Lilly239 · 18/06/2021 16:51

@picklemewalnuts he wasn’t a particular hands on parent but I just thought that was his personality but always professed he loved child as his own etc but when separation came he didn’t even want to pay maintenance I felt he was thinking he shouldn’t have to! I was like why and he said well we said when we adopted etc child support wouldn’t be gone for it we split!! I said I never said that!! There was no agreement there was no nothing he made me believe we was a family and that we loved our child completely so you can imagine after separation to maybe find out if he’s saying these things was it just a role he played? Incredibly hurtful that isn’t it? x

OP posts:
Lilly239 · 18/06/2021 16:55

He does seem bitter. I just understand it at all. He promised to child’s face he wanted to come spend time and etc and will make effort with child and then a few days later nothing and making remarks like only my legal child and refusing to offer child maintenance ...it was a total flip of the situation within days / I’m still perplexed months on- and I thought for someone to change within days what said was going to happen must mean they never felt like that originally in the first place

OP posts:
Viviennemary · 18/06/2021 17:01

Did he want to split up or stay together. That in no way justifies his behaviour of course but might at least give you a clue as why he is doing this. It seems really spiteful towards a child.

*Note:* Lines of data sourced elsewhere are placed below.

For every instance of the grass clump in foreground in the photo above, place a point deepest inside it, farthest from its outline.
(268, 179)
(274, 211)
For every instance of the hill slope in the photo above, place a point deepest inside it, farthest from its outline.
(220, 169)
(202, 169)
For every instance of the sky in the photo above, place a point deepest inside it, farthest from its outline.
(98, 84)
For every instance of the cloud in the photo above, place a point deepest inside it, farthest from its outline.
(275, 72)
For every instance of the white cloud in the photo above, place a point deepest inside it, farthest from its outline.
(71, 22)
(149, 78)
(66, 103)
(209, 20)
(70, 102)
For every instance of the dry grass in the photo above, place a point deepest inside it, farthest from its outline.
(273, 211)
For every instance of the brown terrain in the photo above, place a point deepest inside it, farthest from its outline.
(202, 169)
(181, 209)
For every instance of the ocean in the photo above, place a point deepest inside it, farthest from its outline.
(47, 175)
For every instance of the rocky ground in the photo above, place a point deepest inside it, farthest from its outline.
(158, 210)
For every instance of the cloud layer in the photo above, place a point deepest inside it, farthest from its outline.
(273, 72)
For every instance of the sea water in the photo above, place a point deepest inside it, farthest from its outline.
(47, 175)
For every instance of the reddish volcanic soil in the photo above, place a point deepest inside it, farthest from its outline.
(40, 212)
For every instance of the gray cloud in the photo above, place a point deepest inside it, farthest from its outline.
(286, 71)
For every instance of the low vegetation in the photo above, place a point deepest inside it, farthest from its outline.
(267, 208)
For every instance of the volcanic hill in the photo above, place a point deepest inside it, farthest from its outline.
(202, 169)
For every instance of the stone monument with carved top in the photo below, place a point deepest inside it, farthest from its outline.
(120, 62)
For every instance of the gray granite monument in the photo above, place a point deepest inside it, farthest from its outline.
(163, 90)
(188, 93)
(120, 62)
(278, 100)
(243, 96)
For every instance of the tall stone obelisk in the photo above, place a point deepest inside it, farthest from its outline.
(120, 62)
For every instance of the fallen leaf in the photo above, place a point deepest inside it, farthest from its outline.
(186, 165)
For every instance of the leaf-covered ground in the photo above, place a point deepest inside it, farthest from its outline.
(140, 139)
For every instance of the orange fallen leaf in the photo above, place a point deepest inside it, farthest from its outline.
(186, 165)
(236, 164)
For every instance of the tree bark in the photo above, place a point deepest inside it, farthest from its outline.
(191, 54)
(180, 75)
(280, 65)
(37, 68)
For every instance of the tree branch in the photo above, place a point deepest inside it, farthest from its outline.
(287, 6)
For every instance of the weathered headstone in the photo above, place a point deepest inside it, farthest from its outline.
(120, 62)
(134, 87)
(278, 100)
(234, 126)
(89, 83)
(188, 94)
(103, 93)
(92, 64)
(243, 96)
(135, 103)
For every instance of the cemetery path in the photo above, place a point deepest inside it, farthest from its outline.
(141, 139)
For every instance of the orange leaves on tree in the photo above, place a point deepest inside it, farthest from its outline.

BunnyRuddington · 18/06/2021 18:51

He does seem bitter. I just understand it at all. He promised to child’s face he wanted to come spend time and etc and will make effort with child and then a few days later nothing and making remarks like only my legal child and refusing to offer child maintenance ...it was a total flip of the situation within days / I’m still perplexed months on-

You've mentioned this a couple of times now, and I can totally understand why you're having a problem with his change in attitude.

In all honestly though, you may never find out the reason and you could drive yourself half insane thinking about it.

It's a lot easier to say than do but could you plan a few things with your DD? Even if it's having a sleepover in the lounge, baking a cake or visit to a different park.

Concentrating on small things like this will help you and your DD adjust to this new life and should hopefully help you forget a bit about his awful behaviour.

I personally wouldn't send a card, unless your DD had specifically asked to. I think Picklemewalnuts had the best suggestion.